In the termination letter, Police Chief Shawny Williams wrote that the officer in question failed to deescalate the situation and had no "tactical strategy" or "coordination with other available units" to be able to respond in the event of a pursuit.
Williams also questioned the officer's version of events when he told Internal Affairs that he saw Monterrosa running away and that he had "something" in his waistband.
But at least one detective said he never saw Monterrosa grabbing anything, Williams noted.
Williams also criticized the officer for firing five rounds from his Colt M4 Commando rifle through the windshield – one of the bullets went through the back of Monterrosa's head, killing him at the scene.
And the officer failed to record the shooting on his body camera, which he turned on afterward, Williams noted.
Ultimately, Williams said he found that the officer did not give a reasonable basis to believe that Monterrosa posed a threat to anyone.
"Given your tactical training and experience," Williams wrote, "you knew or should have known that you needed to carefully assess and plan to handle perceived threats…..If you believed that anyone in the parking lot was armed, you should have insisted on careful planning, including deescalation. You failed to do so, and in the midst of the confusion and chaos that you helped cause, exercised very poor judgement."
A memorial to Sean Monterrosa, George Floyd and other victims of police violence is seen at Lake Merritt in Oakland, Calif. (Jane Tyska/Digital First Media/East Bay Times via Getty Images)
Monterrosa worked with Latinx youth in the community and was dedicated to making a difference, his supporters said. His family said he loved to read and was an athlete who cared deeply for others; his last text to his sister was a petition to get justice for George Floyd.
Efforts to reach Tonn's attorney were not immediately successful on Wednesday. He has the right to appeal the chief's decision.
But in a statement this week, the Vallejo Police Officers’ Association said it "stands by our members throughout the discipline process, and we will continue to provide our support for the officer(s) involved in the Sean Monterossa incident." The statement also did not identify Tonn by name.
The union said it "welcomes any and all scrutiny into actions by our members – we always have and always will."
But union members said that they believe that the "administrative, investigative and disciplinary process must be completed in an unbiased, fair, and complete fashion, without regard to political and personal motivations. Unfortunately, this investigation and the resulting conclusions did not meet the basic standards of objectivity, fairness, and due process without regard to political and personal motivations."

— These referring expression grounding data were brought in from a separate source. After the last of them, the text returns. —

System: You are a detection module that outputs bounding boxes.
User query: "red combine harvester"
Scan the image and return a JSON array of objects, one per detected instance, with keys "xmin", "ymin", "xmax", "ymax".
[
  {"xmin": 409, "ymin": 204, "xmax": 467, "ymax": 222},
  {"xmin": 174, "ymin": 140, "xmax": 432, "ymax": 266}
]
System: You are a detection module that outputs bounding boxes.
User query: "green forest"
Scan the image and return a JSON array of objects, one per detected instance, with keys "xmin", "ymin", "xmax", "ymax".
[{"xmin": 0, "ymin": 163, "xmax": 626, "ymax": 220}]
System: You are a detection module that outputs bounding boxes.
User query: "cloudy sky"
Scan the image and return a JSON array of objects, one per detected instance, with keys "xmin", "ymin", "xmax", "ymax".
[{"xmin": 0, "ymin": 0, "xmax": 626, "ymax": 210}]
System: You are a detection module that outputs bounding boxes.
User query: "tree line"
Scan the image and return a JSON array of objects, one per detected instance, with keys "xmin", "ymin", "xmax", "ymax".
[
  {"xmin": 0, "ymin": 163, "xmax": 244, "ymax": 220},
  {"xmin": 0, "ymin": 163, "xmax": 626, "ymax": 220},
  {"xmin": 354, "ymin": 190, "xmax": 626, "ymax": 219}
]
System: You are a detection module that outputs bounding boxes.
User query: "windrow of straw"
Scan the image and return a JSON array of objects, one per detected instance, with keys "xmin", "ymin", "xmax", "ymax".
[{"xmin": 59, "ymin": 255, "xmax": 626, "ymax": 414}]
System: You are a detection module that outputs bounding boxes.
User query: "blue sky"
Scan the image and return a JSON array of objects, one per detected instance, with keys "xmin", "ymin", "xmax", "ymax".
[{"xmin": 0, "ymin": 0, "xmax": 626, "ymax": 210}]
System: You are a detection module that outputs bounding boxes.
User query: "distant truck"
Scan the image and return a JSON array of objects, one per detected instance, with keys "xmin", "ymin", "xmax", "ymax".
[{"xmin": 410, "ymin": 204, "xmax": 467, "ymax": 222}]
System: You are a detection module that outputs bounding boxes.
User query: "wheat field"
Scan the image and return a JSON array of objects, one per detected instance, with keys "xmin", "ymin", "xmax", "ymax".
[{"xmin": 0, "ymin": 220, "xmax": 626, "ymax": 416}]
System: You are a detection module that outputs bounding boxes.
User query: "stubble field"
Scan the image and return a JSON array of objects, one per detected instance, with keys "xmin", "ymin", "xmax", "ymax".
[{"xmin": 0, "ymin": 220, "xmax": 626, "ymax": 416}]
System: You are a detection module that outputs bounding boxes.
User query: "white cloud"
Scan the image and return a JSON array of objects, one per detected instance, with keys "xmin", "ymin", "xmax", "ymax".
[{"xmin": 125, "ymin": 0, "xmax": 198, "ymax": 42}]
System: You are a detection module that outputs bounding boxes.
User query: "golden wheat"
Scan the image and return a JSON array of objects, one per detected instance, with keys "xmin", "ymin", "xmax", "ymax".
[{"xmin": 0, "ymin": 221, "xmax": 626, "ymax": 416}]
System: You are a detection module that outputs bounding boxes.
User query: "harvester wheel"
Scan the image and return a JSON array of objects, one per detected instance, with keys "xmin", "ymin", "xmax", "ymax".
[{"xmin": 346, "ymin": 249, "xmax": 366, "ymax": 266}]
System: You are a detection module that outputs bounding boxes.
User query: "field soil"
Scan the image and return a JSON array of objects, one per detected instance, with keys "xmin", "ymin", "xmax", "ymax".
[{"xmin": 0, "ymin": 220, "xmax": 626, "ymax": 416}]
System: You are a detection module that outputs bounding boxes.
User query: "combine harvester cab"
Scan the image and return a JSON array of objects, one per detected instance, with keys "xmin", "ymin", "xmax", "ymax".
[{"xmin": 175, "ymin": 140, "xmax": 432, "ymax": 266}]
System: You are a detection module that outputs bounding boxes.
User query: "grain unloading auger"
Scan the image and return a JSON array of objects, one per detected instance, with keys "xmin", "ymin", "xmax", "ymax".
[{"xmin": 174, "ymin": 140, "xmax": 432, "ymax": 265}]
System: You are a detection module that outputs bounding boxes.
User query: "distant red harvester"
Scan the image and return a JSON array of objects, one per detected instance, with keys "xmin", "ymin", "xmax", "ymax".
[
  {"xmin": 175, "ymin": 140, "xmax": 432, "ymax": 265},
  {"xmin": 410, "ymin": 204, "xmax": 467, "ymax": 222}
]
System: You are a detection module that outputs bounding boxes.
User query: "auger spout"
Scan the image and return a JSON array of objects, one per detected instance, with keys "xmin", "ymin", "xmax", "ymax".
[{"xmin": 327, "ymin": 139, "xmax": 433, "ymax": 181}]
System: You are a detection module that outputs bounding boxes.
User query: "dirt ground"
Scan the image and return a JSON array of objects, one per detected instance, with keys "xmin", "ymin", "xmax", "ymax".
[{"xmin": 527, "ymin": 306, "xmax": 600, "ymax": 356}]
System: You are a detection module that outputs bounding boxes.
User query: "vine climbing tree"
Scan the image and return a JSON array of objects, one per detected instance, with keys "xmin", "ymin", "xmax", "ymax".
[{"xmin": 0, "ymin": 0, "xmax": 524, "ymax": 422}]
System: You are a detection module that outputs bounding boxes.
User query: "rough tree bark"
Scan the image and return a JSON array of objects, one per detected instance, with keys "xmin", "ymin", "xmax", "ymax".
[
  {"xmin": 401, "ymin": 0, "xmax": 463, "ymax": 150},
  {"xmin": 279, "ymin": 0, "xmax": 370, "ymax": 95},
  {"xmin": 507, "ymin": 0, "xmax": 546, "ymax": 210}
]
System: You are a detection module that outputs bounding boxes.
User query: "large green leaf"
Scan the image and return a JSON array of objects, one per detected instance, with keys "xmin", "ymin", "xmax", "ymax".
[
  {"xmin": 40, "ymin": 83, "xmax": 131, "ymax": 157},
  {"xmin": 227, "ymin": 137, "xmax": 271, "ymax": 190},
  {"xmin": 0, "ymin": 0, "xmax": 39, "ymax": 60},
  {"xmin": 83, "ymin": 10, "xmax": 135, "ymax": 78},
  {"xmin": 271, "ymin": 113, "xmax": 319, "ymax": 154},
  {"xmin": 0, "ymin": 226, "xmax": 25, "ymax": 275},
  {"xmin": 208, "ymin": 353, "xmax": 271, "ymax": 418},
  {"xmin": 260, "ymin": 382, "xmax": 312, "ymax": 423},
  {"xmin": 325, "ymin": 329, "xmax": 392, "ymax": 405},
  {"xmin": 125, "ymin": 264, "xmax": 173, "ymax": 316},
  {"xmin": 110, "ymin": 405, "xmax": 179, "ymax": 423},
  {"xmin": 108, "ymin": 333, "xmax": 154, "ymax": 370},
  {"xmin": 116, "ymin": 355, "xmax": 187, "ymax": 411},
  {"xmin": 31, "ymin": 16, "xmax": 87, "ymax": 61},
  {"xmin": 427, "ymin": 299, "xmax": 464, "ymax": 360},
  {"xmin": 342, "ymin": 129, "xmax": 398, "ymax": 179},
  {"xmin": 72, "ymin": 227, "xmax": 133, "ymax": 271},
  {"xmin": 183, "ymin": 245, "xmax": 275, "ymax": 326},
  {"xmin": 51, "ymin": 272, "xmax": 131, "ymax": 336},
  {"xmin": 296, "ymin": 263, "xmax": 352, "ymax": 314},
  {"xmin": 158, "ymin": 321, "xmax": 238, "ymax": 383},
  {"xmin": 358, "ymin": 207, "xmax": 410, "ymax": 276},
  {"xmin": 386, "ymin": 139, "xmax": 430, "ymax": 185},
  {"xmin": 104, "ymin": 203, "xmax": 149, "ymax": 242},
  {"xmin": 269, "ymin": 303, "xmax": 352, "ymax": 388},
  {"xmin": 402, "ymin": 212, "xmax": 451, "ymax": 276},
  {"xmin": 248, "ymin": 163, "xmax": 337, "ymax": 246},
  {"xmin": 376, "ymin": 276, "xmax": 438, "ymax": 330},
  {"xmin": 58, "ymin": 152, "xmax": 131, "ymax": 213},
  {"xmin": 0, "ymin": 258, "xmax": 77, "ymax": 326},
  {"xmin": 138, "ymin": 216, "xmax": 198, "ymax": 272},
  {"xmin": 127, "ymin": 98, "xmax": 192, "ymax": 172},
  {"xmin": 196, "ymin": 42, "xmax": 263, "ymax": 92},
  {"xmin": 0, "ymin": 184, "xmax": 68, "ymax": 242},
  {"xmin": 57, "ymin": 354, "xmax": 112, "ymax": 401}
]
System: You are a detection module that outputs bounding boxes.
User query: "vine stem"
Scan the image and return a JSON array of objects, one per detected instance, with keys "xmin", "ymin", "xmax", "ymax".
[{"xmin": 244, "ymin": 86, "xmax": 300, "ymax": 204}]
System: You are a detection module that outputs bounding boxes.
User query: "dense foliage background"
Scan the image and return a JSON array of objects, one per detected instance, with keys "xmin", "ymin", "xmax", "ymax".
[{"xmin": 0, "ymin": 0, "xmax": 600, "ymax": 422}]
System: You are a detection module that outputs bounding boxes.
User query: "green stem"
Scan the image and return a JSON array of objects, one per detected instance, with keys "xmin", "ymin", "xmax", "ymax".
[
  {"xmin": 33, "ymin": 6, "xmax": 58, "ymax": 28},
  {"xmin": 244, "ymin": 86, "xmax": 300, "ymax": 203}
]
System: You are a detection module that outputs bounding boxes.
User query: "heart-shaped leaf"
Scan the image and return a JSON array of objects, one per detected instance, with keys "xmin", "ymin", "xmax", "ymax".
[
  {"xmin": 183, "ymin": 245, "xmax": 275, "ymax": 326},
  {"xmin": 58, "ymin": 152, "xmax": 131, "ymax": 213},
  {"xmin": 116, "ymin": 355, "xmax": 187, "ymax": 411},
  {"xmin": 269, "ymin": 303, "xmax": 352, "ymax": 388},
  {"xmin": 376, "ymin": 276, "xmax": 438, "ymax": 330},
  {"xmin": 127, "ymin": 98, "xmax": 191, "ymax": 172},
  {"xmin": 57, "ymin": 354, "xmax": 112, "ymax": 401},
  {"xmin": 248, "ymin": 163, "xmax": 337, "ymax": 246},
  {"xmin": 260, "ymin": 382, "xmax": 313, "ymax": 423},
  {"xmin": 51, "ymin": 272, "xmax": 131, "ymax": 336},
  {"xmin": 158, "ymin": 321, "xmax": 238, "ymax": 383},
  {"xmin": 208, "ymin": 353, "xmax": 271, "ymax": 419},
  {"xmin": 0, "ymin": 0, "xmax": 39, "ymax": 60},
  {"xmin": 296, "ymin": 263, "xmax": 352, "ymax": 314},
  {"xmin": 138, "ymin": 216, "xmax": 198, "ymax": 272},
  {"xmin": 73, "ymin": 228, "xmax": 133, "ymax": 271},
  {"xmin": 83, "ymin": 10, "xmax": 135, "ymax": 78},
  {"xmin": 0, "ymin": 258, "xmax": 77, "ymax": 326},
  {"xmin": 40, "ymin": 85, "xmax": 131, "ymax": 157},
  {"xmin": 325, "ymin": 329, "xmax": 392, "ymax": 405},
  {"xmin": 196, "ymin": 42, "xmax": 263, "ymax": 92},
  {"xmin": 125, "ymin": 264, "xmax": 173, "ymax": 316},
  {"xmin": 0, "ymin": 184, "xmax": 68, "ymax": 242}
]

The union said that in this case, the officer involved was ordered to respond to a "dangerous and unpredictable situation, and were forced to make split-second decisions with lives potentially hanging in the balance."
Despite the independent investigation finding otherwise, the police union continued to repeat what has found to be untrue: That Monterrosa "shockingly" turned toward the officers and grabbed an object from his waistband area that appeared to be the butt of a gun.
"Any officer or person would recognize these actions to constitute an imminent threat of death or great bodily injury," the statement read. "Despite the politically motivated conclusions of the investigation, the concepts of de-escalation, although valuable, are not the appropriate tactics or techniques when a subject appears to be pulling a gun from their waistband. Officers are not required, nor should they be required, to wait to see the barrel of a gun before they can protect themselves with deadly force. By that time, it is already too late."
Tonn joined the force in 2014 and was in three non-fatal shootings in as many years, two of which resulted in serious injury for the person being pursued.
This week, Vallejo agreed to pay $150,000 in an excessive force claim to Jose Villalobos, who was assaulted in a church in 2018 by three police officers, the Vallejo Sun reported. Tonn was one of them.
Meanwhile, Monterrosa's death is also currently under review by the California Attorney General’s Office for possible criminal charges.
The Monterrosa family also has filed a wrongful death lawsuit against the city of Vallejo and its police department.